# Looking for Enigma Variations



## Toddlertoddy (Sep 17, 2011)

I'm looking for a recording that emphasizes (_really_ emphasizes) the quick and out-of-the-blue Elgarian ff's in his Enigma Variations. Your recommendations are appreciated. (No vinyl please...)


----------



## GGluek (Dec 11, 2011)

Solti's '70s vinyl with CSO is very mercurial (don't know if it's been digitized or not). His later CD with the VPO is similar bu a little tamer.


----------



## Carpenoctem (May 15, 2012)

I have Borenboim with London Philharmonic Orchestra.









I like it, this cd also has Cello concerto with Jacqueline Du Pre.

Here is the Amazon link if you are interested, so you can hear the samples.

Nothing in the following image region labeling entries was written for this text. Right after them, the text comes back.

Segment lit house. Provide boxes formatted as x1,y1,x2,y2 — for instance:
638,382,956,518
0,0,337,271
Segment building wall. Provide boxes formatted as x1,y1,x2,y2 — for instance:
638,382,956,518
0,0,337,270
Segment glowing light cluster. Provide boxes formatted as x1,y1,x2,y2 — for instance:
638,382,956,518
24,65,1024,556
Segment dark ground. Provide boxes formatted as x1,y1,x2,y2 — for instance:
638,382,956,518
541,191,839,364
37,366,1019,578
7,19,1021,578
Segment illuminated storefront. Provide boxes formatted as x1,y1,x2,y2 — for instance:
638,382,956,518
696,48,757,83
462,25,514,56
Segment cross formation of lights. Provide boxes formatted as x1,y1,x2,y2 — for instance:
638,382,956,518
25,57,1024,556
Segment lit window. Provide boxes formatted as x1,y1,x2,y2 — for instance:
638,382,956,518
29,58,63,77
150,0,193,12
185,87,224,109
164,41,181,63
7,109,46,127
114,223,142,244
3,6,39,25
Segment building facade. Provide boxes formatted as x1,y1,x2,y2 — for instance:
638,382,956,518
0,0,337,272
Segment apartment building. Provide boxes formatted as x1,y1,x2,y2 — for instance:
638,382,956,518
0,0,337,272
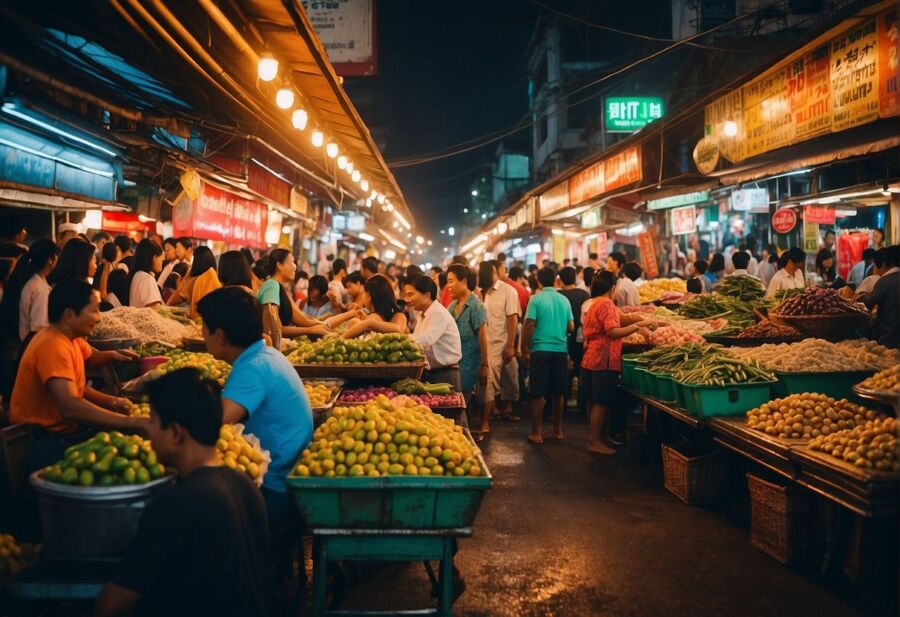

http://www.amazon.com/Elgar-Cello-Concerto-Enigma-Variations/dp/B000BDGWF8/ref=sr_1_1?ie=UTF8&qid=1347822297&sr=8-1&keywords=enigma+variations


----------



## bigshot (Nov 22, 2011)

Boult. All you need.


----------



## RRod (Sep 17, 2012)

I like my RPO/Previn, but you need a system where you can really turn the volume up.


----------



## Vaneyes (May 11, 2010)

HalleO/Barbirolli (1956) should suffice, without denigrating the piece.


----------